The Appellate Division, First Department, panel also found that Acting Supreme Court Justice Ann O’Shea (See Profile) should not have granted the mother final decision-making authority about the education and health care of the couple’s son, whom she allowed to remain in the father’s custody.

Justices Peter Tom (See Profile), David Friedman (See Profile), Rolando Acosta (See Profile), Richard Andrias (See Profile) and Rosalyn Richter (See Profile) sat on the panel in Melissa C.D. v. Rene I.D., 313679/10. The decision was handed down Thursday.

The couple, Melissa C.D. and Rene I.D., married in 1990. They have three children: a 17-year-old son; a 14-year old daughter; and a 5-year-old daughter. The family lived together in Manhattan until October 2010, when Melissa left to live with her lover on Long Island, taking the youngest daughter with her. She subsequently commenced a court action.

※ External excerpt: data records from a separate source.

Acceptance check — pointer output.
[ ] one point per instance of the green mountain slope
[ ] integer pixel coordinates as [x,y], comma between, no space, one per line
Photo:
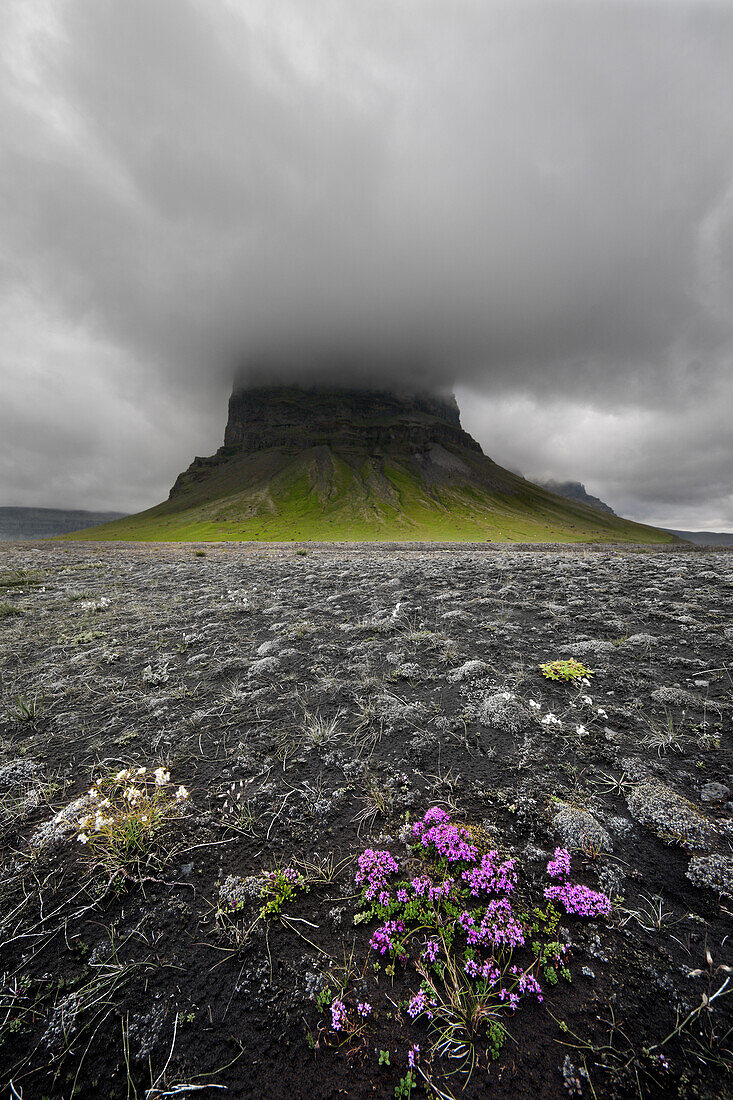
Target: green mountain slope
[323,493]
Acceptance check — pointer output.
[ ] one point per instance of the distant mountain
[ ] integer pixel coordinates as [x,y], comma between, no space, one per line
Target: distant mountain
[335,464]
[23,524]
[706,538]
[576,491]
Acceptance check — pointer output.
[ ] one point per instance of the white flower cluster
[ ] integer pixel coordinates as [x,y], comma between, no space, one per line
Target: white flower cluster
[132,794]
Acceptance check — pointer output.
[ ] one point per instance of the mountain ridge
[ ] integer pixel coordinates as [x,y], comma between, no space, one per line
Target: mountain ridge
[328,463]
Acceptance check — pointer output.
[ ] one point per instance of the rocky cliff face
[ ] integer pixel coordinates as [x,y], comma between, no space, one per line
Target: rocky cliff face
[359,422]
[297,417]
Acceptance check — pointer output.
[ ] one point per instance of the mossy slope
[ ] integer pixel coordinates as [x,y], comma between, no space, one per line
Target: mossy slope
[444,494]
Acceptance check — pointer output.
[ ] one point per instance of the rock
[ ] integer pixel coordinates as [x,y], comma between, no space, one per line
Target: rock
[503,711]
[469,671]
[715,872]
[577,828]
[673,817]
[676,696]
[265,666]
[713,792]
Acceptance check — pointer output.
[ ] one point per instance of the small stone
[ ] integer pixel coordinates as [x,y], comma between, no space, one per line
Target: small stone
[713,792]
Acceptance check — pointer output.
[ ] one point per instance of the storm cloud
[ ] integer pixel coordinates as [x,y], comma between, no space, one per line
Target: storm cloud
[531,202]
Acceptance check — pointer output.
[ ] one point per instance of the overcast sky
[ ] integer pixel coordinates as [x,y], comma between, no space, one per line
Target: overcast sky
[532,201]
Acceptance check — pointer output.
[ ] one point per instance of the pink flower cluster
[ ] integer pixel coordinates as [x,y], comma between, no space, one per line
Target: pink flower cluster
[499,926]
[448,839]
[424,887]
[385,937]
[338,1014]
[431,949]
[374,868]
[580,900]
[576,899]
[491,877]
[420,1003]
[527,982]
[489,971]
[559,868]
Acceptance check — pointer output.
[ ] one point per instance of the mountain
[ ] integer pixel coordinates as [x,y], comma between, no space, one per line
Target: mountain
[706,538]
[329,463]
[23,524]
[576,491]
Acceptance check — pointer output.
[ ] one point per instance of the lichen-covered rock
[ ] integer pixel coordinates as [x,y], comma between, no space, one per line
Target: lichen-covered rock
[503,711]
[264,667]
[234,892]
[715,872]
[471,670]
[673,817]
[676,696]
[577,828]
[61,825]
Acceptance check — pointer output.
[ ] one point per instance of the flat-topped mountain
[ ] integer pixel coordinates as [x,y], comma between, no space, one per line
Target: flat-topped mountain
[23,524]
[358,464]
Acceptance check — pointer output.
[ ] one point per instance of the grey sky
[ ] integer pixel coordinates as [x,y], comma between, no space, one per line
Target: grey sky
[534,200]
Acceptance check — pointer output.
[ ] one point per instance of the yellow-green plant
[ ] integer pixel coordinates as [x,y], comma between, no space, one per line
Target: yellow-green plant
[565,670]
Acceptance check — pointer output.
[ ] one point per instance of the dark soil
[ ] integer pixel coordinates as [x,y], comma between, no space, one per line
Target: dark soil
[331,689]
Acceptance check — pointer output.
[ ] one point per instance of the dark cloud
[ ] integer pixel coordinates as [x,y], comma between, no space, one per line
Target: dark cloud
[533,201]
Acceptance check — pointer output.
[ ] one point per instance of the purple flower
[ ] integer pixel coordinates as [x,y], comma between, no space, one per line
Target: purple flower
[374,868]
[431,949]
[449,840]
[490,877]
[580,900]
[338,1014]
[384,938]
[419,1003]
[559,868]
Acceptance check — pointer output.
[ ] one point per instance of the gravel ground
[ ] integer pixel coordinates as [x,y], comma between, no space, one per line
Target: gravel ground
[303,705]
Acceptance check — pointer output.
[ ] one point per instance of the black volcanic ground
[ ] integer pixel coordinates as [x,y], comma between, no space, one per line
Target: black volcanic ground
[338,691]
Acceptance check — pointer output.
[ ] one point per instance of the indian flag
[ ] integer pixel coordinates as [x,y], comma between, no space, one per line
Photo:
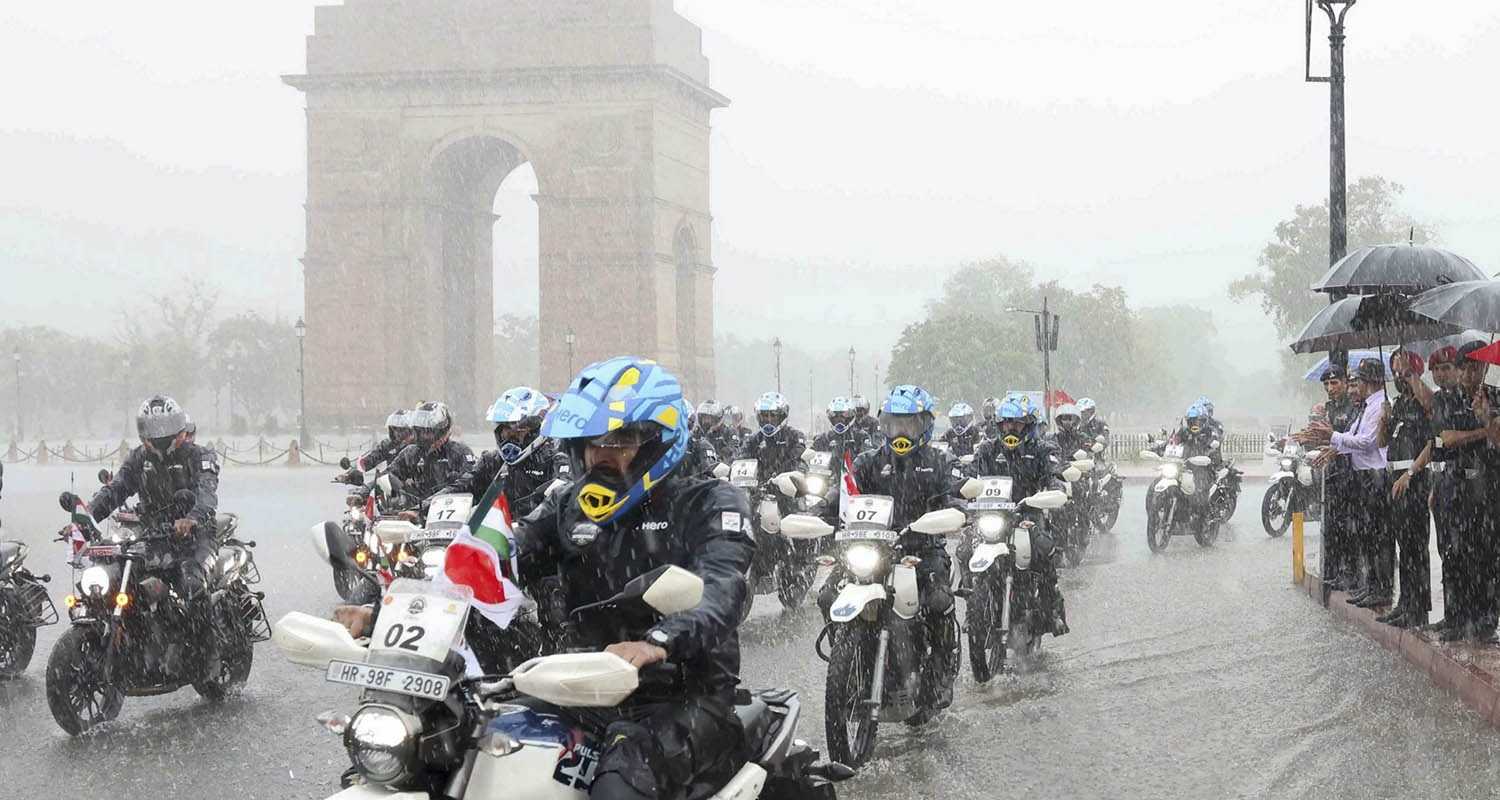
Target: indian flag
[483,559]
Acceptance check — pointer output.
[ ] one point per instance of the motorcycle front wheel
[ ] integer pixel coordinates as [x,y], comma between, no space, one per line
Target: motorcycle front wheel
[78,692]
[848,719]
[983,622]
[234,653]
[1275,511]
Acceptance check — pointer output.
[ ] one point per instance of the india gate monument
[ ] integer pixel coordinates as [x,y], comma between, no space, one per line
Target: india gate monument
[417,110]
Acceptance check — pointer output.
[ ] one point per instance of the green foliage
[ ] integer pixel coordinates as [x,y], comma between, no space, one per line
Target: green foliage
[1298,257]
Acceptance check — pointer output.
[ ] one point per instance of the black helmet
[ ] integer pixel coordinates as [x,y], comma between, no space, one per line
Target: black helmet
[159,421]
[431,422]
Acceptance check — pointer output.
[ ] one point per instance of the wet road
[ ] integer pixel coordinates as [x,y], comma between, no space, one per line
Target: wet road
[1196,673]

In November 2012, O’Shea awarded Melissa sole custody of the daughters, although the 14-year old wanted to stay with her father. O’Shea found it would be in the elder daughter’s best interest to have no contact with her father or brother for six weeks after moving.

O’Shea awarded physical custody of the son to Rene but gave the parties joint decision-making authority about his education and health care, with Melissa having final decision-making power in the event of a conflict. She also gave Melissa the authority to change her children’s therapists.

O’Shea’s decision was based largely on her finding that Rene had alienated the older children from their mother by making strong negative comments about her. O’Shea found that, as a result of their father’s influence, the two older children were “vindictive, cruel, angry, and broken children.”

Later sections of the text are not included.